Semua dimulai dengan cerita seorang konsumen. Pada 1 Oktober 2001, seorang pemuda berusia 18 tahun dari Compton bernama Jayceon Taylor sedang bermain Madden di apartemen tempat ia menjual narkoba ketika dua penyerang tak dikenal menerobos pintu dan menembaknya lima kali. Taylor berhasil memanggil ambulans, tetapi segera jatuh ke dalam keadaan koma. (Di masa depan — ketika dia akan menjadi bintang — Taylor akan merap: “Saya tinggal dua bunyi bip dari garis datar.”) Ketika dia terbangun di rumah sakit tiga hari kemudian, dia memiliki satu permintaan untuk saudaranya: agar dia kembali dengan salinan sebanyak mungkin album hip-hop klasik.
Meskipun ia telah menjadi penggemar hip-hop sejak usia dini, selama masa pemulihannya, Taylor mempelajari rekaman-rekaman ini dengan perhatian yang baru terhadap detail. Ia mengajarkan dirinya sendiri untuk menjadi rapper dalam makro dan mikro — mencoba meniru tidak hanya musikalitas dalam bait-bait The Notorious B.I.G., ketepatan Jay-Z, dan aliran karisma yang mengalir melalui Snoop Dogg, tetapi juga cara mereka dan rekan-rekan mereka mempersembahkan diri kepada publik, merancang karier mereka, dan merawat warisan mereka secara real-time. Saat tubuhnya semakin kuat, keyakinan Taylor bahwa suatu hari ia akan memasuki kanon yang ia mulai obsesikan juga semakin besar.
Jika aspirasi itu tidak unik, tindak lanjutnya tidak biasa. Hanya sedikit lebih dari tiga tahun setelah penembakan yang nyaris fatal itu, pada 18 Januari 2005, Taylor — yang telah mengganti namanya menjadi The Game, sebuah julukan yang diberi oleh neneknya karena ia menyukai film David Fincher tahun 1997 — merilis album debutnya, The Documentary, melalui Interscope Records, Aftermath Entertainment milik Dr. Dre, G-Unit Records milik 50 Cent dan label Black Wall Street miliknya sendiri. Album tersebut debut di No. 1 di Billboard 200 dan disertifikasi Double Platinum pada bulan Maret. Yang lebih penting, ini mengkonfirmasi Game sebagai bintang mainstream bona fide pertama yang muncul dari Los Angeles County di abad ke-21.

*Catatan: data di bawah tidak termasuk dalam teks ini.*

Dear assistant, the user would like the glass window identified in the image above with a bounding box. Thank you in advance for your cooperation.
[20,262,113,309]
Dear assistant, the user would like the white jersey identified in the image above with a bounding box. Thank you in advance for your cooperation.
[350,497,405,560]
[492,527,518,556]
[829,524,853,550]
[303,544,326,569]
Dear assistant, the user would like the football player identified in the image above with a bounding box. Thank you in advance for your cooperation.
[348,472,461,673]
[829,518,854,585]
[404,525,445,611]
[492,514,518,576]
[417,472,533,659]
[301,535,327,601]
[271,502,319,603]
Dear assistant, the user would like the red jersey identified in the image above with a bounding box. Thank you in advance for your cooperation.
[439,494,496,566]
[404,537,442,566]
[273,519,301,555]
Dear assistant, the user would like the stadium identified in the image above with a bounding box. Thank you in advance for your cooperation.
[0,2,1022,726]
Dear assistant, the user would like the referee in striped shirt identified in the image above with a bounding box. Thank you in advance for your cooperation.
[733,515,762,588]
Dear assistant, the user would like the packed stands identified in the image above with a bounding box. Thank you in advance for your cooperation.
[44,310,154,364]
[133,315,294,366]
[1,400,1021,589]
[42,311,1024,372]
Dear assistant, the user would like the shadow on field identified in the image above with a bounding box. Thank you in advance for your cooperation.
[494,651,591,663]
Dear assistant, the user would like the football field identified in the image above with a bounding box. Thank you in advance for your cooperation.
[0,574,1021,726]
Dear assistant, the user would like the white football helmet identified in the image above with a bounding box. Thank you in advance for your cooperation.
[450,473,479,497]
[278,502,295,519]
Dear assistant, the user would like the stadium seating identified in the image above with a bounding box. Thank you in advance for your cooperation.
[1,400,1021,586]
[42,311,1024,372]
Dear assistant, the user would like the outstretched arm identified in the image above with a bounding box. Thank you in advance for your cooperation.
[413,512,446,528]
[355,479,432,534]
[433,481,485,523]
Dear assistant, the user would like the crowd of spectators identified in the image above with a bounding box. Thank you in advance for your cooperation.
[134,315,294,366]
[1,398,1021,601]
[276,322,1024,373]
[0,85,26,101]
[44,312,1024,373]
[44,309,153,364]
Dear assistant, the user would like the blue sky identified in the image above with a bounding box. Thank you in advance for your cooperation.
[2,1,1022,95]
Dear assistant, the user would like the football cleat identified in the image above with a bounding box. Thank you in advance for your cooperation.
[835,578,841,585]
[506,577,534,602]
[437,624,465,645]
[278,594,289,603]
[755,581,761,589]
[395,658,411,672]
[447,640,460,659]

Saat The Documentary diluncurkan, Game telah melalui berbagai kesulitan. Jayceon Taylor lahir pada tahun 1979 di Compton yang sudah terpecah oleh divisi geng: Ibunya, Lynette, adalah seorang Hoover Crip, sementara ayahnya, George, berasal dari set Crip lainnya, Nutty Blocc; saudaranya, Jevon, mengikuti ayahnya ke set yang terakhir. Tetapi ketika Jevon berusia 17 tahun, ia ditembak saat terjadi perselisihan di pom bensin. Tak lama setelah mengunjungi Jevon di rumah sakit, Jayceon, yang hanya berusia 13 tahun pada saat itu, menerima kabar bahwa saudaranya telah meninggal dunia.
Setelah kepergian Jevon, Jayceon mengikuti saudara tirinya, yang juga bernama George — tetapi lebih dikenal sebagai Big Fase 100 — ke dalam set Blood, Cedar Block Pirus. Melalui tahun remajanya dan memasuki usia 20-an, ia kehilangan beberapa teman dekat dan terjerat dalam aktivitas yang pada akhirnya akan membawanya pada upaya untuk mengambil nyawanya. Bertahan hidup di periode ini hanya menekankan rasa takdir yang akan mendorong Game memasuki fase berikutnya dalam hidupnya.

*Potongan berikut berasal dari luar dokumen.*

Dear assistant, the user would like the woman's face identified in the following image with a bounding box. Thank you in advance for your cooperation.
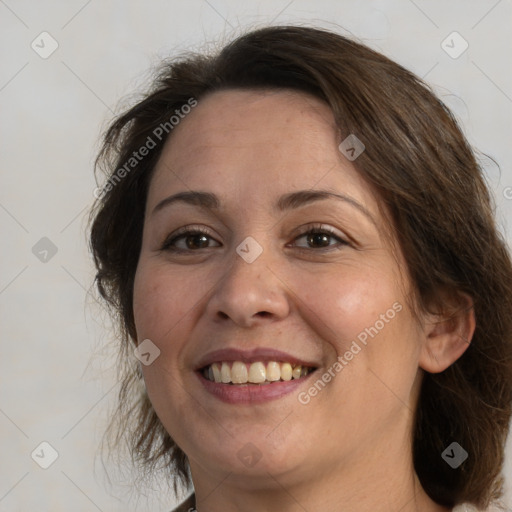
[133,89,426,488]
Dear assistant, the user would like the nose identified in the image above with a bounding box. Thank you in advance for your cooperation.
[206,243,291,328]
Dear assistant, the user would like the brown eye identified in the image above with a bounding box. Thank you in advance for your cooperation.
[292,225,349,251]
[161,228,221,252]
[305,232,331,248]
[182,233,210,249]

Sejak saat ia meninggalkan rumah sakit, Game bekerja keras untuk menyempurnakan suaranya, merekam mixtape sendiri dan membuat jalan masuk ke industri, terutama dengan JT the Bigga Figga, rapper asal San Francisco dan pendiri Get Low Recordz, yang pada akhirnya menerbitkan beberapa album dari karyanya yang awal dan independen. Label-label besar segera mengincarnya. P. Diddy hampir menandatangani kontrak dengannya untuk Bad Boy Records, tetapi disingkirkan oleh penduduk asli Compton lainnya: Dr. Dre, sosok yang akan memberikan bayangan terpanjang atas karier Game, dan warisan yang sangat ingin dihormati oleh rapper tersebut.
Sementara sebagian besar laporan menyebut Game secara resmi menandatangani kontrak dengan Aftermath Entertainment pada suatu waktu di tahun 2003, ia terlihat menari di latar belakang video “In Da Club” milik 50 Cent, yang direkam pada akhir tahun sebelumnya. Bagaimanapun, tampaknya semua bergerak cepat. Eminem telah membuat Aftermath menjadi raksasa yang diragukan banyak orang akan menjadi setelah perpisahan Dre dari Death Row Records pada pertengahan ’90-an, label yang ia dirikan bersama Suge Knight; album 2001 milik dokter baik itu mengkonfirmasi bahwa ia masih vital seperti sebelumnya. Dan dalam 50, Dre telah mengamankan agen bebas yang paling dicari dalam rap, serta berada di jalur untuk menjadikannya superstar lainnya di bawah bimbingannya. Semua yang tersisa, tampaknya, adalah menemukan seorang protégé dari kota asalnya.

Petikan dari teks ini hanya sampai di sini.